Este año cosechamos unos 700 kg de patatas, aunque la temporada pasada obtuvimos el triple en la misma zona. Las patatas más grandes de la nueva cosecha tienen el tamaño de la palma de la mano, no el de una botella de medio litro como antes, y también hay muchas pequeñas.
Los tomates se secaron prematuramente. Se recogieron aún verdes para evitar que se calentaran demasiado al sol; de lo contrario, se habrían quedado sin verduras.

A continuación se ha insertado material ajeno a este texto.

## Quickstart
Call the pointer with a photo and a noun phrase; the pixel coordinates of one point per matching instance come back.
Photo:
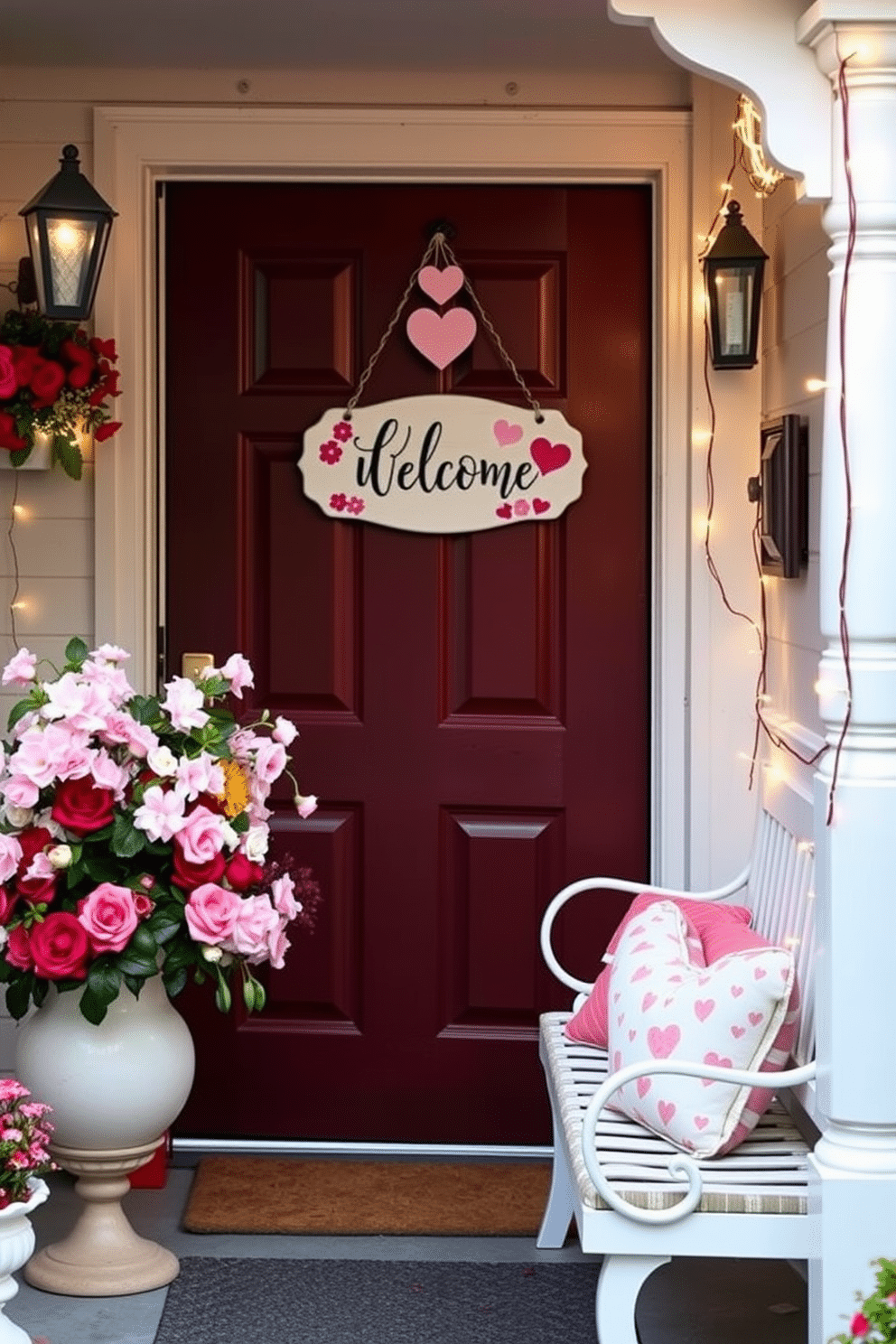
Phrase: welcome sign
(443, 464)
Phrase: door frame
(138, 148)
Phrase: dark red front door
(473, 710)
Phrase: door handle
(191, 664)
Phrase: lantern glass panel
(70, 242)
(733, 289)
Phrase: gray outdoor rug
(280, 1302)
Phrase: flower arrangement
(133, 835)
(24, 1139)
(874, 1321)
(54, 379)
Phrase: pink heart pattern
(691, 1011)
(441, 285)
(505, 433)
(441, 336)
(661, 1041)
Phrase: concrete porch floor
(686, 1302)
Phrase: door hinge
(162, 655)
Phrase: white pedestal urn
(16, 1245)
(115, 1090)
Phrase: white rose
(162, 761)
(18, 817)
(256, 847)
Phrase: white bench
(636, 1199)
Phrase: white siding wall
(794, 333)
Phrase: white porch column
(856, 882)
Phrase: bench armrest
(678, 1167)
(615, 884)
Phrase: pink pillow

Los pimientos de maduración tardía, incluso con riego diario, tienen mal aspecto. Los pimientos cosechados están marchitos. Apenas crecen malas hierbas. La tierra está dura como el asfalto.
Pero el picante sienta bien.
Y esta es nuestra col. No la tratamos con nada este año. Las hojas fueron atacadas por pulguillas y orugas de la mariposa blanca de la col, pero las cabezas de la col están enteras y en buen estado por dentro.
Así es como luce la jornada de jardinería de hoy. Y aunque las verduras no sean perfectas, todas son de cultivo propio y naturales.
Una vez terminada la cosecha, sembraremos la mayor parte del huerto con abono verde para enriquecer el suelo con micronutrientes y aligerarlo. La próxima temporada, probaremos a acolchar los bancales por primera vez. Esperamos que esto ayude a conservar la valiosa humedad del suelo.
Y aunque este año ha sido duro, seguimos bien alimentados y preparados para el invierno: hemos hecho muchas compotas, encurtidos y mermeladas. Alimentamos a nuestro ganado todo el año con lo que cultivamos en nuestra huerta. ¡Al fin y al cabo, la tierra es rentable!